Crime Library: Criminal Minds and Methods

Ted Bundy

A Time of Terror

Linda Ann Healey
Lynda Ann Healy

Lynda Ann Healy was a very accomplished young woman. At age 21, morning radio listeners heard her friendly voice announce the ski conditions for the major ski areas in western Washington. She was a beautiful girl, tall and slim with shiny clean, long brown hair and a ready smile.

The product of a good family and an uppper-middle-class environment, she was an excellent singer and a senior at the University of Washington, majoring in psychology. She loved working with children who were mentally handicapped.

Lynda shared a house near the university with four other young women. On January 31, 1974, she and a few friends went for a few beers after dinner at Dante's, a tavern that was popular with the university students. They didn't stay long and Lynda went home to watch television and talk on the phone to her boyfriend. Then Lynda went to bed. The roommate in the room next to Lynda heard no noises coming from Lynda's room that night.

Lynda had to get up every morning at 5:30 to get to her job at the radio station. The roommmate heard Lynda's alarm go off at 5:30 as it did customarily. What was unusual was that the alarm kept buzzing. When the roommate finally went in to shut off the alarm, she heard the phone ring. It was the radio station calling to see where Lynda was. The bed in Lynda's room was made and nothing looked disturbed, so the roommate assumed that Lynda was on her way to work.

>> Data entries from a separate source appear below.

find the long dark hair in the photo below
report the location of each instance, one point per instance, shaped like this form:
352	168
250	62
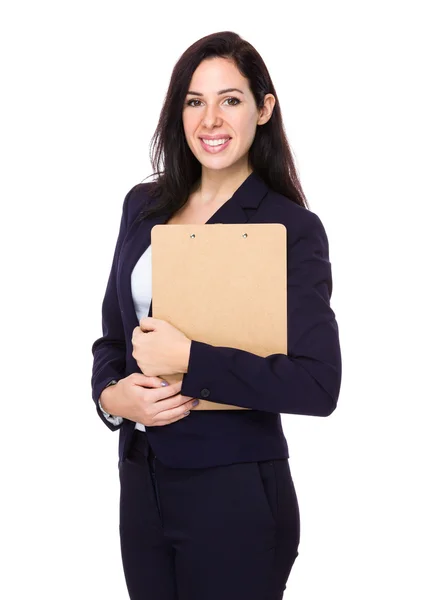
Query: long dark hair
270	155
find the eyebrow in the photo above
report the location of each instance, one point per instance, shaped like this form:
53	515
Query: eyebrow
227	90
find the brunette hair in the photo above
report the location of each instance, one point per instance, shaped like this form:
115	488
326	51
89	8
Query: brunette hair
270	155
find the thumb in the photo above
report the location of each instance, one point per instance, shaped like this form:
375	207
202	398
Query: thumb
146	381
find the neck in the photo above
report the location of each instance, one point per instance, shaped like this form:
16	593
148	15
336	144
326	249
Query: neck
217	186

When her parents called that afternoon to find out why Lynda had not shown up for dinner as expected, everyone became worried. Nobody had seen her. She seemed to have vanished from the house.

Lynda's parents called the police. In Lynda's room, they found that her bed had been made up in a way that Lynda had never made it up before. In fact, Lynda was not normally one to make up her bed. Oddly, a pillowcase and the top sheet were missing on this carefully made-up bed.

A small bloodstain of the same blood type as Lydna's was found on the pillow and the bottom sheet. Blood was also on her nightgown that was carefully hung in the closet. An outfit of hers was missing.

Another alarming clue was that one of the doors to the house was unlocked when the girls were always vigilant about locking it.

The police were not initially convinced that Lynda had been a victim of foul play, so no fingerprint, hair or fiber evidence was gathered.

Ultimately, police realized that an intruder had somehow gotten into the house, removed her nightgown and hung it in the closet, dressed her in a change of clothes, made up the bed, wrapped Lynda in the top bed sheet and carried her out of the house — very quietly.